Last month, the Pennsylvania Supreme Court decided that a Pike County Jewish summer camp was no longer eligible for tax-exempt status in a ruling that could affect non-profit organizations throughout the state.
In a narrow 4-3 decision, the state’s Supreme Court ruled the summer camp, operated by Mesivtah Eitz Chaim of Bobov, Inc., did not meet the HUP Test, a series of qualifications, established in the court’s previous ruling in Hospital Utilization Project v. Commonwealth 1985, used to determine if an organization is a “purely public charity.” Only organizations meeting the standard are given tax-exempt status by the state.
The state’s Supreme Court ruled the summer camp did not meet one part of the HUP Test, “relieving the government of some of its burden.”
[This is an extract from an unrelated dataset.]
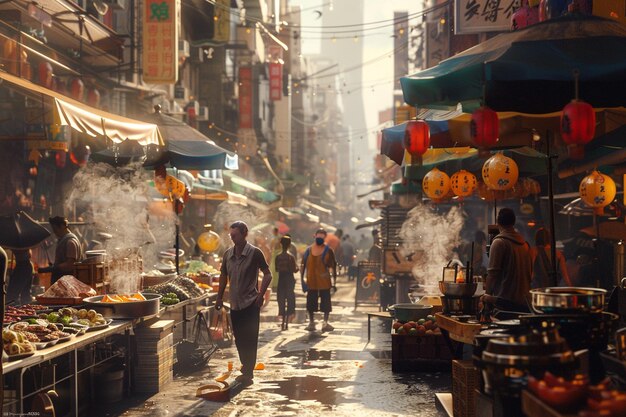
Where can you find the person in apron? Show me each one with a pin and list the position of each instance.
(68, 250)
The camp’s organizers, however, argued Act 55, a 1997 state law that includes a broader definition of a public charity, took precedence over the earlier HUP Test. But the Court dismissed this, ruling the state’s General Assembly could not interpret the Constitution and redefine the meaning of a “purely public charity.”
Stuart L. Knade, chief counsel for the Pennsylvania School Boards Association, told the Pittsburgh Post-Gazette he supported the court’s decision.
“People who are students of this area of the law are going to continue to enforce a higher bar to tax exemption,” he said. “If people aren’t looking at it carefully, Act 55 may continue to be an easy door for people to slip through.”